A more efficient way to sample an array

I have a large, chunked 3D zarr of geospatial data with dimensions (features, y, x), chunked over (y, x), and I want to sample of around 1M points on the (y, x) coords to compute some quantiles. This is a very large array (actually a concatenation of multiple zarrs) and dask’s quantile functions raise memory errors like

MemoryError: Task ('custom_quantile-rechunk-merge-transpose-f5359f8b871b8fb06c24c4b2121bd049', 0, 2) has 814.72 GiB worth of input dependencies, but worker tls://10.8.0.13:42617 has memory_limit set to 30.55 GiB.

so I am trying to approximate it from a sample instead. I tried to use `sel` to extract the sample, but I get a 0.5GB graph and a performance warning. It sometimes work, but takes ages for the computation to start and sometimes the scheduler disconnects and i have to try again. A side question is why this operation causes a large graph. This is roughly what I am doing:

pcts = np.array([1e-6, 0.5, 1-1e-6])
# take 1M samples across the array

tile_samples = []
for tile_dataset, tile_geometry in zip(tile_datasets, tile_geometries):
    
    is_valid_sample = gpd.points_from_xy(sample[:, 0], sample[:, 1]).within(tile_geometry)
    valid_sample = sample[is_valid_sample]
    # get sample from each sub-array
    tile_sample = tile_dataset.sel(
        x=xr.DataArray(valid_sample[:, 0], dims="points"),
        y=xr.DataArray(valid_sample[:, 1], dims="points"),
        method="nearest",
    )
    tile_samples.append(tile_sample)

all_samples = xr.concat(
    tile_samples,
    dim="points",
) # concatenate samples from all sub-arrays

percentiles = da.nanquantile(
    all_samples.to_array().data,
    q=pcts,
    axis=(1,),
).compute() # compute percentiles across all samples

It would be very useful to be able to sample efficiently for other MC estimates. Am I missing something here?

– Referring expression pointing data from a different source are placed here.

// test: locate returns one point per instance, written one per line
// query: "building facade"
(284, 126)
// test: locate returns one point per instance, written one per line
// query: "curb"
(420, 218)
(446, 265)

Hi @Nestor_Sanchez, welcome to Dask community!

It’s not easy to grasp your code as is, because it lacks some information on some variables like tile_datasets, tile_geometries, or even sample. But if I understand correctly, your looping through chunks and selecting points by a nearest method in each tile, then concatenating all this sel operations together and applying quantile. This makes probably a huge graph.

I’ve got a suggestion, if you now the chunking on the (x,y) coords, and more precisely the number of chunks, you could determine a target number of points per chunk and take some sample using map_blocks from Dask Array as you don’t seem to use Xarray for the quantile? Or maybe you could apply your code inside a map_blocks directly, this way it would probably simplify the graph and you wouldn’t have to concat results.